İçişleri Bakanı Herrmann, olaydan birkaç saat sonra yaptığı açıklamada, söz konusu kişinin polis tarafından tanındığını ve hırsızlık ile uyuşturucu yasasına aykırı davranışları nedeniyle sabıkası olan bir sığınmacı olduğunu iddia etmişti. Ancak daha sonra bu açıklamalarını düzelten Bakan, birçok hırsızlık davasında güvenlik görevlisi olarak mahkemeye tanık olarak çıkmış olan saldırganın ilk etapta hırsızlıkla ilişkilendirilmesinin bir yanlış anlaşılmadan kaynaklandığını, zira şüphelinin söz konusu davalara sanık değil, tanık olarak müdahil olduğunu açıklamıştı.
Saldırıyla ilgili yürütülen soruşturmayı devralan Münih Başsavcılığı, olayın “İslamcı bir motivasyon” taşıdığına dair ilk bulguların mevcut olduğunu savundu. Başsavcı Gabriele Tilmann, 14 Şubat Cuma günü yaptığı açıklamada, Farhad N.’nin saldırı sonrası yakalanırken “Allahu Ekber” diye bağırdığını ve polis sorgusunda “bilerek insan kalabalığının içine sürdüğünü” kabul ettiğini söyledi. Başsavcı Tilmann’ın verdiği bilgilere göre saldırgan kendisini dindar olarak tanımlıyor ve düzenli olarak camiye gidiyor. Ancak şimdiye kadar yapılan soruşturmalarda, saldırganın herhangi bir “İslamcı örgüt” veya terör ağıyla bağlantısı olduğuna dair bir kanıt bulunamadığı aktarıldı.
Farhad N., saldırı sonrası silinen TikTok, Facebook ve Instagram hesaplarında ağırlıklı olarak vücut geliştirme ve yaşam tarzı üzerine paylaşımlar yapıyordu. Paylaşımlarında sıkça vücut geliştirme yarışmalarında ve spor salonlarında çekilmiş fotoğraflarını paylaşan ve kendisini “AFG Boy” (Afgan Çocuk) olarak tanıtan saldırganın yalnızca Instagram’da 68.000 takipçisi bulunuyordu.
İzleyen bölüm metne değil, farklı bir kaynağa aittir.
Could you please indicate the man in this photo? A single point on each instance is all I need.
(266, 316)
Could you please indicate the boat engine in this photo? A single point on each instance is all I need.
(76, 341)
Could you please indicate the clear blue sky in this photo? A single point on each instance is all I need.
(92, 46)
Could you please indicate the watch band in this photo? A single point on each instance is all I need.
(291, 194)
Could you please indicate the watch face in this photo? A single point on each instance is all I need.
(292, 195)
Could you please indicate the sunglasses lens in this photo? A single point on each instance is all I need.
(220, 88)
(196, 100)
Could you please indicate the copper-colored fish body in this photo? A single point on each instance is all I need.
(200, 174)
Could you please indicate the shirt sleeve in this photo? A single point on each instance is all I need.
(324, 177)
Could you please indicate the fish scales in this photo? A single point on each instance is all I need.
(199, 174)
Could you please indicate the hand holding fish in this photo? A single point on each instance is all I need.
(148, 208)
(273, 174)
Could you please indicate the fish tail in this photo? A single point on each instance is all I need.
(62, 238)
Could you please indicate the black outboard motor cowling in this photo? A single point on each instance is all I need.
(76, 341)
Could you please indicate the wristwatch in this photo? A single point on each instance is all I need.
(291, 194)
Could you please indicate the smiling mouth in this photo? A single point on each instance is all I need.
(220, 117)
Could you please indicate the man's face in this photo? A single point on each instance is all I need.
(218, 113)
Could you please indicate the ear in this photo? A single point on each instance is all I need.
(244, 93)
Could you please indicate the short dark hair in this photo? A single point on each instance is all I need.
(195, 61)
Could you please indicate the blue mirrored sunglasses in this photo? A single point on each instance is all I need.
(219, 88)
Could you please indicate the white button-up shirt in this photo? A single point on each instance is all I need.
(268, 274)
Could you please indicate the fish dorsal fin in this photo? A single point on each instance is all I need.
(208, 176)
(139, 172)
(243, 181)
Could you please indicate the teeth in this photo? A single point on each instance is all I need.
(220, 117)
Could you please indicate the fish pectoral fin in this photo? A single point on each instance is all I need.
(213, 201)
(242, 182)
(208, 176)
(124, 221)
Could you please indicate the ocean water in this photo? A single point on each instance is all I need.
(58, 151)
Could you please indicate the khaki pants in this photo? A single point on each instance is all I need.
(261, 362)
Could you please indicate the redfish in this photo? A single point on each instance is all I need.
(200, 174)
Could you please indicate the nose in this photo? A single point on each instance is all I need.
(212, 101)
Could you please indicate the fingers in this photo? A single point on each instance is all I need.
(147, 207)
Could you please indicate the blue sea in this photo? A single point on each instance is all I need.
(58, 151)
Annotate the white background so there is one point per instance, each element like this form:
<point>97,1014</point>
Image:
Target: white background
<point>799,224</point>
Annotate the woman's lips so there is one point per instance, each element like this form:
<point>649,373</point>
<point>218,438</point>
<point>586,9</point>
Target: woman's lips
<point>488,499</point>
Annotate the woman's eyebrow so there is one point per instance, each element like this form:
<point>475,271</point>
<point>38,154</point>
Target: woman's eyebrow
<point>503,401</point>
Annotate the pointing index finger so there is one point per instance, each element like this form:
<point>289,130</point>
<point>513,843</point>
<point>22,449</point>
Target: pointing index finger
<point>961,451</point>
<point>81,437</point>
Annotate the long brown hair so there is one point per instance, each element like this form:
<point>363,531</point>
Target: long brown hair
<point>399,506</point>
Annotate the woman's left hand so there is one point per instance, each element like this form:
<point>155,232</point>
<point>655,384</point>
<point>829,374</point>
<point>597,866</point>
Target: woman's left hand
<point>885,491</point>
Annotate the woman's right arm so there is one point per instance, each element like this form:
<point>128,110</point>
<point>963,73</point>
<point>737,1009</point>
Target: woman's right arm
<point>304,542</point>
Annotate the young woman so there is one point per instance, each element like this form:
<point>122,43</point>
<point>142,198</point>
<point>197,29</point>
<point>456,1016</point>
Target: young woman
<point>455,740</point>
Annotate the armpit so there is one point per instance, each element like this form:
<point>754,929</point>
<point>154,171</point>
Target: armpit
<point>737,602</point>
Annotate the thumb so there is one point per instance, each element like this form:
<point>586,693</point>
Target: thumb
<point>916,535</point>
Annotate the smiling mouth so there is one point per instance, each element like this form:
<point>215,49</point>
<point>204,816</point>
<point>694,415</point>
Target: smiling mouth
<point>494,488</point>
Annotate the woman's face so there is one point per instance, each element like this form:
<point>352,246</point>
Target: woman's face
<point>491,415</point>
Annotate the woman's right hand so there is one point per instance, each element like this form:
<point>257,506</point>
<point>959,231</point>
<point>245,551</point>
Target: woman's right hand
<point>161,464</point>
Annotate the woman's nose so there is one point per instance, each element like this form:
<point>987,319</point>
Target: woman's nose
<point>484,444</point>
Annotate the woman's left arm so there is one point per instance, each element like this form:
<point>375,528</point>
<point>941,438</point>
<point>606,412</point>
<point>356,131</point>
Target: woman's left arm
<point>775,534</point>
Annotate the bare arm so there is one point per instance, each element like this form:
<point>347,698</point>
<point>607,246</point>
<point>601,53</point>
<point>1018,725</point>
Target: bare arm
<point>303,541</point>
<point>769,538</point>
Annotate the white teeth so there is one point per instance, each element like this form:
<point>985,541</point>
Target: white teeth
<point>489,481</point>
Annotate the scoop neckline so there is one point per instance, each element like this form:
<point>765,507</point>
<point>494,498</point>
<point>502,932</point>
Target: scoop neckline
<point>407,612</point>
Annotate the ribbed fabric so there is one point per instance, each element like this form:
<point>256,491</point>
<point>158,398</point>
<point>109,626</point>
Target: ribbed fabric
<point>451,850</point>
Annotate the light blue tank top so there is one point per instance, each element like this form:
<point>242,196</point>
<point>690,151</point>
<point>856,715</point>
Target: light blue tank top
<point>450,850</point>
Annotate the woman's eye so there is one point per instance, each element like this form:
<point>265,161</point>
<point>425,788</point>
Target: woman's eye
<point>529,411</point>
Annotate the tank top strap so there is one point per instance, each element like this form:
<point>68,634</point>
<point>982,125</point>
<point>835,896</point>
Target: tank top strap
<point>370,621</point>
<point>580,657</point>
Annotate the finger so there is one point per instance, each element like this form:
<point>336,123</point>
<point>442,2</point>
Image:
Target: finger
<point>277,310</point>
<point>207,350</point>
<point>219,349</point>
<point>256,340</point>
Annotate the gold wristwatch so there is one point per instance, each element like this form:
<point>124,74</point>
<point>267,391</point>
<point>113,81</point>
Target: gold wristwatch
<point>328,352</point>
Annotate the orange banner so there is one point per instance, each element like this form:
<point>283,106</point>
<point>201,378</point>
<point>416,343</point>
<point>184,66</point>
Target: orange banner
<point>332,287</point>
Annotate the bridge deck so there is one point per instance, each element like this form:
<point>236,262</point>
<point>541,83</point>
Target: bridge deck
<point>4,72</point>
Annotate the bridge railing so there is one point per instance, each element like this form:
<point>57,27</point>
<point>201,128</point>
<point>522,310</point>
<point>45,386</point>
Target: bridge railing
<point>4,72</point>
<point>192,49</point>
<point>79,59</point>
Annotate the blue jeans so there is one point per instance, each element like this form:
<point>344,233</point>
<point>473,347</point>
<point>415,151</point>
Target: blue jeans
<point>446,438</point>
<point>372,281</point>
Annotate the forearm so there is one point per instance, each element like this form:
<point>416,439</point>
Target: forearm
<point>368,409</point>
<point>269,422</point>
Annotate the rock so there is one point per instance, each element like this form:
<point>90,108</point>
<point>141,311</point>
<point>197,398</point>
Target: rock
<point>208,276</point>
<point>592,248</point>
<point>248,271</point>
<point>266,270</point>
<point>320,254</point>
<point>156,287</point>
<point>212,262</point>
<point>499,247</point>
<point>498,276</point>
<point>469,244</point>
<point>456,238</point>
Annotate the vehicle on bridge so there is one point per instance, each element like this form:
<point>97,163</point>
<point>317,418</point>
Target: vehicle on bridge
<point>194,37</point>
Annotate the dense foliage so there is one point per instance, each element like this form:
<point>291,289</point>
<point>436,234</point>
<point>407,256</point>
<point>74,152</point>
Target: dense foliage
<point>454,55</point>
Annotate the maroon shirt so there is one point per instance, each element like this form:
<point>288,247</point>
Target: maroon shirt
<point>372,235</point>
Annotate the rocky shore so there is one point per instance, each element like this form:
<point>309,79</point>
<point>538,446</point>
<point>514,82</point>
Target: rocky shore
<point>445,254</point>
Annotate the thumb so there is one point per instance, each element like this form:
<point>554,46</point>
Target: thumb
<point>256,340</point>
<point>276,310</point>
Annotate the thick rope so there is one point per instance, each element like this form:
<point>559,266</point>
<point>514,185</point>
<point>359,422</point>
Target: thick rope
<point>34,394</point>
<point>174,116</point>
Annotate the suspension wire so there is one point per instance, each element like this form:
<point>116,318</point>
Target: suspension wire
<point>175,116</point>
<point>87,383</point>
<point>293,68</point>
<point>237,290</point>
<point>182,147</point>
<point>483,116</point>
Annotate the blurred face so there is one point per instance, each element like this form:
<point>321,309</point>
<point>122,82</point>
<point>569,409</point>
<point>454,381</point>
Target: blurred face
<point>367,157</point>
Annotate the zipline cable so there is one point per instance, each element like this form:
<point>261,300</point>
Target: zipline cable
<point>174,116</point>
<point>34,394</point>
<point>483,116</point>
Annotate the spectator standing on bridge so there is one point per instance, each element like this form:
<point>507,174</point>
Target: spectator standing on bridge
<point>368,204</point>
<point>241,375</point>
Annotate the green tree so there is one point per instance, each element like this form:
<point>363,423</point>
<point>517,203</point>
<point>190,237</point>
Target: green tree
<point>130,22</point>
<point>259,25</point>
Söder: “Terör Bağlantısına Dair Kanıt Yok”
Başbakan Markus Söder (CSU) ise ZDF kanalında yaptığı açıklamada, “Şüpheli daha önce dikkat çeken ve sınır dışı edilmesi gereken bir kişi değildi” dedi. Söder, saldırının arkasında aşırılıkçı bir motivasyon olup olmadığının henüz netleşmediğini belirterek, “Şu anda elimizde herhangi bir ideolojik veya terör bağlantısı olduğuna dair açık bir kanıt yok. O yüzden saldırının nedeni titizlikle soruşturulmalı” şeklinde konuştu.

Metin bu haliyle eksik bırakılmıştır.